Ambiente

Ministro pede novas formas de encarar preço da água

Ministro pede novas formas de encarar preço da água

 

Lusa/AOonline   Nacional   14 de Out de 2008, 16:26

O ministro do Ambiente, Nunes Correia, pediu uma mudança de mentalidades na forma de encarar a factura doméstica da água pelas famílias, que estão disponíveis para custear outras despesas mais caras sem qualquer preocupação.
“As pessoas pagam fortunas por um serviço de telemóvel, mas quando pagam 10 euros por mês pela água duma casa de família, acham um escândalo. Há aqui uma mentalidade que tem que ser alterada”, defendeu.

    Nunes Correia falava à margem do 13º Encontro Nacional de Saneamento Básico, que começou esta terça-feira e decorre até sexta-feira, na Covilhã, reunindo autarcas, especialistas e empresas do sector.

    No encontro, o ministro apresentou a estratégia do Governo para novas sociedades gestoras de abastecimento de água ao domicílio.

    Questionado pela Agência Lusa sobre se prevê um aumento da factura a pagar pelo consumidor, Nunes Correia salientou que há situações distintas pelo país.

    “Não gosto desse dramatismo que se instala, de que a água vai subir. A água tem que caminhar para valores racionais e tem que haver tarifas com preocupações sociais, mas com sustentabilidade do sector”.

    “É preciso estar vigilante e atento à população que tem dificuldades em pagar. Mas é preciso introduzir racionalidade”, destacou, apontando o exemplo de locais onde “ainda se pagam cinco cêntimos por metro cúbico de água”, quando em municípios ao lado, em condições iguais, “pagam-se três euros”.

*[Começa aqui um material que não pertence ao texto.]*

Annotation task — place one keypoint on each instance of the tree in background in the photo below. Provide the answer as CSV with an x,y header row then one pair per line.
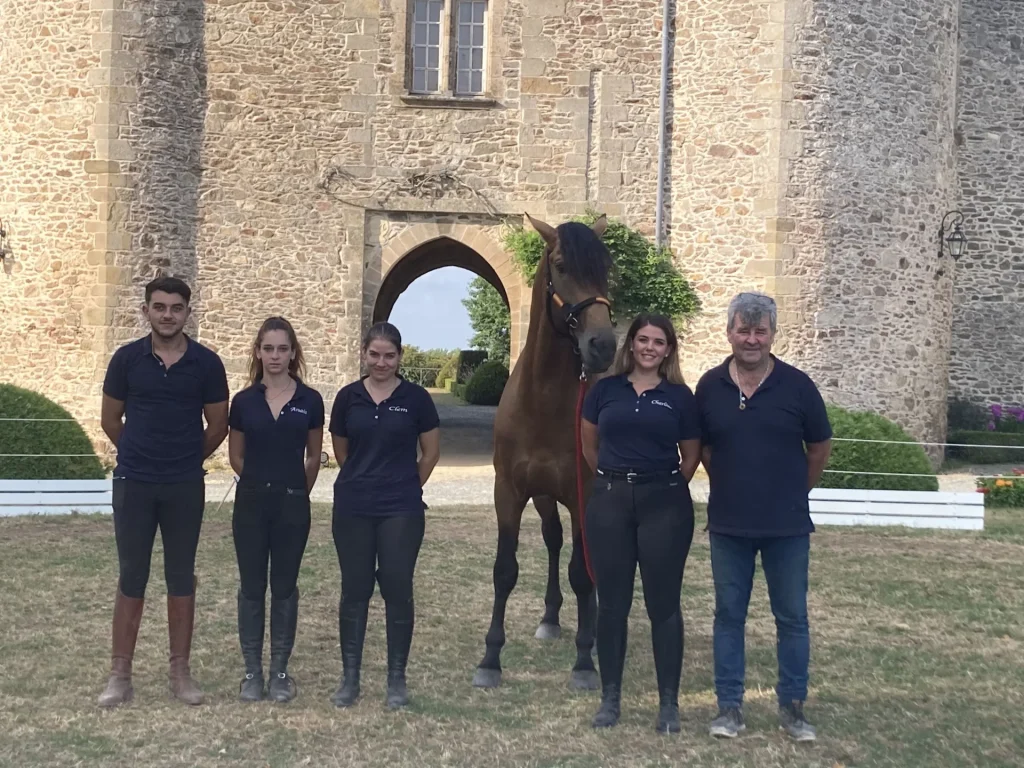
x,y
491,321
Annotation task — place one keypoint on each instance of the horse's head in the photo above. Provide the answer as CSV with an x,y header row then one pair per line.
x,y
576,266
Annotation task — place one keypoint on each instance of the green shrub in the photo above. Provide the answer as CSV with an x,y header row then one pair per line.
x,y
449,371
469,360
38,437
1004,492
644,278
983,455
875,457
487,383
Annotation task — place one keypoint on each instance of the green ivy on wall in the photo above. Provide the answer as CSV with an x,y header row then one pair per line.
x,y
644,278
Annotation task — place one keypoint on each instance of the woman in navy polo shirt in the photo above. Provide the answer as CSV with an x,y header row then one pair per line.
x,y
641,435
377,423
274,448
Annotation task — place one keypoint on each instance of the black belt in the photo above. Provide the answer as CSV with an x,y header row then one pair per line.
x,y
638,478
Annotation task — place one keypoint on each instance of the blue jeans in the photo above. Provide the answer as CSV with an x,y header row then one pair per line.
x,y
784,560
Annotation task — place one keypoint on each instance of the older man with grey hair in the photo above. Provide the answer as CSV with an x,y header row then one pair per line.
x,y
757,415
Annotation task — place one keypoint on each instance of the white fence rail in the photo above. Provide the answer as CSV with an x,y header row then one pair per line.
x,y
55,497
916,509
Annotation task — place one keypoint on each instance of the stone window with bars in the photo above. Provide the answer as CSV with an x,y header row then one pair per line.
x,y
446,47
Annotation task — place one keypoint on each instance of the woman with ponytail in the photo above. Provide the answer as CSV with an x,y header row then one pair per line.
x,y
276,435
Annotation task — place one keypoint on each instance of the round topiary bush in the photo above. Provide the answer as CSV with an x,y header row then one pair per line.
x,y
449,371
875,457
486,384
38,437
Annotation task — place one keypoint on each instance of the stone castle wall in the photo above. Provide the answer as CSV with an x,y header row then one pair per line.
x,y
271,155
987,359
871,120
48,99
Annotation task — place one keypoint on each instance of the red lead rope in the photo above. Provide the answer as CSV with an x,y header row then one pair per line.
x,y
580,493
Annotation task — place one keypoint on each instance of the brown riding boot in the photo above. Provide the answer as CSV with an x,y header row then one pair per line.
x,y
180,619
127,616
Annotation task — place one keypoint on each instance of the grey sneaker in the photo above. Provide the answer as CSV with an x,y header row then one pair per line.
x,y
792,720
728,724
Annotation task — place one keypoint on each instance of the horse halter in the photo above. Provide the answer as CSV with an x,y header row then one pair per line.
x,y
570,312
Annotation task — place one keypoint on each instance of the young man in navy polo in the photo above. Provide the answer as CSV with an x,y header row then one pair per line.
x,y
156,393
757,415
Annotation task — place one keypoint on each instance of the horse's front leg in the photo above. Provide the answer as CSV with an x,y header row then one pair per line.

    “Há tarifas que precisam de descer, porque nalguns casos se ganha dinheiro indevidamente há custa deste sector, e há tarifas que precisam de ser reconduzidas a valores de equilíbrio”.

    Nunes Correia referiu que haverá orientações do Governo para chegar a esse equilíbrio, mas nunca uma “indicação única” de tarifa média para todo o país.

    “Não haverá indicação única de tarifa média. O que a lei já hoje diz é que deve haver um conjunto de orientações para as entidades gestoras (seja municípios ou outras) calcularem a sua tarifa e em cima disso pode haver medidas sociais”.

    “É isso que procuraremos regulamentar de uma forma um pouco mais específica”, sublinhou.

    Saldanha Matos, presidente da Associação Portuguesa de Engenharia Sanitária e Ambiental admitiu que face às exigências de serviço crescentes, a tendência será para se tornar mais oneroso.

    “Se não houver aumento de tarifas, quer dizer que alguém está a subsidiar” porque é “muito difícil dar água de qualidade a distâncias cada vez maiores e cumprir mais exigências com tarifas como as actuais”, sublinhou.

    “Se se quiser um sistema sustentável, não subsidiado, são precisas mais receitas. Isto obriga alguém a pagar mais. Se é o consumidor ou através dos impostos, o importante é que seja de uma forma transparente”, concluiu.